The respondent in this case pleaded the following injuries: -
(a) Multiple skull fractures.
(b) Fracture of the radial ulna.
(c) Fracture of ribs left side 3, 4, 5, 6.
(d) Plating of radial ulna with multiple fractures.
(e) Loss of consciousness for 3 days.
(f) Confusion.
(g) Radial ulna plating.
(h) Bruises to the left upper limb.
(i) Contusion on left side of the chest.
(j) Multiple bruises on the face.
Dr.

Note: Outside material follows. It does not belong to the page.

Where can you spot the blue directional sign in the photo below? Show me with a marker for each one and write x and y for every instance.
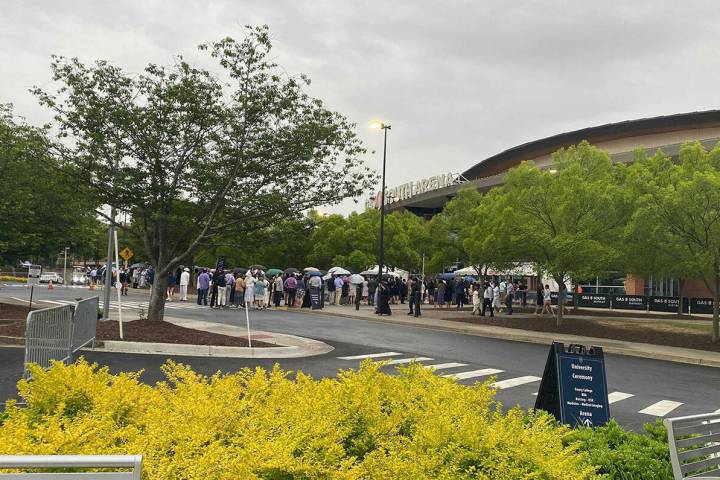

Ogando Zoga summarized the injuries as follows: -
1. Multiple skull fractures.
2. Severe head injury and loss of consciousness for three days.
3. Multiple bruises on the face.
4. Multiple fracture of ribs left side 3, 4, 5, 6 (4 ribs).
5. Segment fracture of the left radius and ulna.
According to Dr. Zoga the effect of those injuries on the respondent were that epilepsy was a likely complication, the left arm was weak and would require physiotherapy for a long time and was unlikely to recover fully (see the original report produced). He assessed permanent disability at 20%.
Counsel for the appellant contends that the injuries relied upon by the respondent were exaggerated. The judgement of the trial Magistrate however shows that he relied on the medical evidence adduced before him. I am not persuaded therefore that the injuries were exaggerated. I note however that the trial Magistrate assessed the award based on the case ofSabina Nyakenya Mwanga Vs. Patrick Kigoro & Another Embu HCCC No. 9 of 2012. In that case the plaintiff was awarded Kshs. 3,000,000/= for: -
· Multiple soft tissue injuries.
· Fracture of the right upper arm.
· Fracture of distal femur.
· Fracture of right thigh bone.
· Fracture of right patella knee.
· Fracture of the pelvis.
· Fracture of the distal radial wrist.
Those injuries were much more serious than the ones suffered by the respondent herein and are in no way comparable. In my view the respondent’s injuries were more comparable to those of the plaintiff in Leonard Neoga Ng’ang’a & Another Vs. Lawrence Maingi Ndeti [2018] eKLRwhere Kshs. 1,500,000/= was awarded. While I appreciate that no case can be like the other and that each case must be determined on its own merits I am also required to uphold the principle of consistency in the awards. Accordingly, I must interfere with the award in this case as it was excessive. As I have stated the respondent sustained injuries similar to those in the case of Leonard Neoga Ng’ang’a & Another Vs. Lawrence Maingi Ndeti (Suppra).The judgement therein is fairly recent and I am satisfied that the award of Kshs. 1,500,000/= would also suffice in this case. Accordingly, the award of general damages in the court below is set aside and substituted with an award of Kshs. 1,500,000/=. The special damages shall remain undisturbed and the entire sum shall be subjected to the agreed ratio of contribution. Interest on the sums awarded shall be calculated at court rates in the usual manner. The costs of this appeal shall be borne by the respondent. It is so ordered.
Signed, dated and delivered in Nyamira this 13th day of June 2019.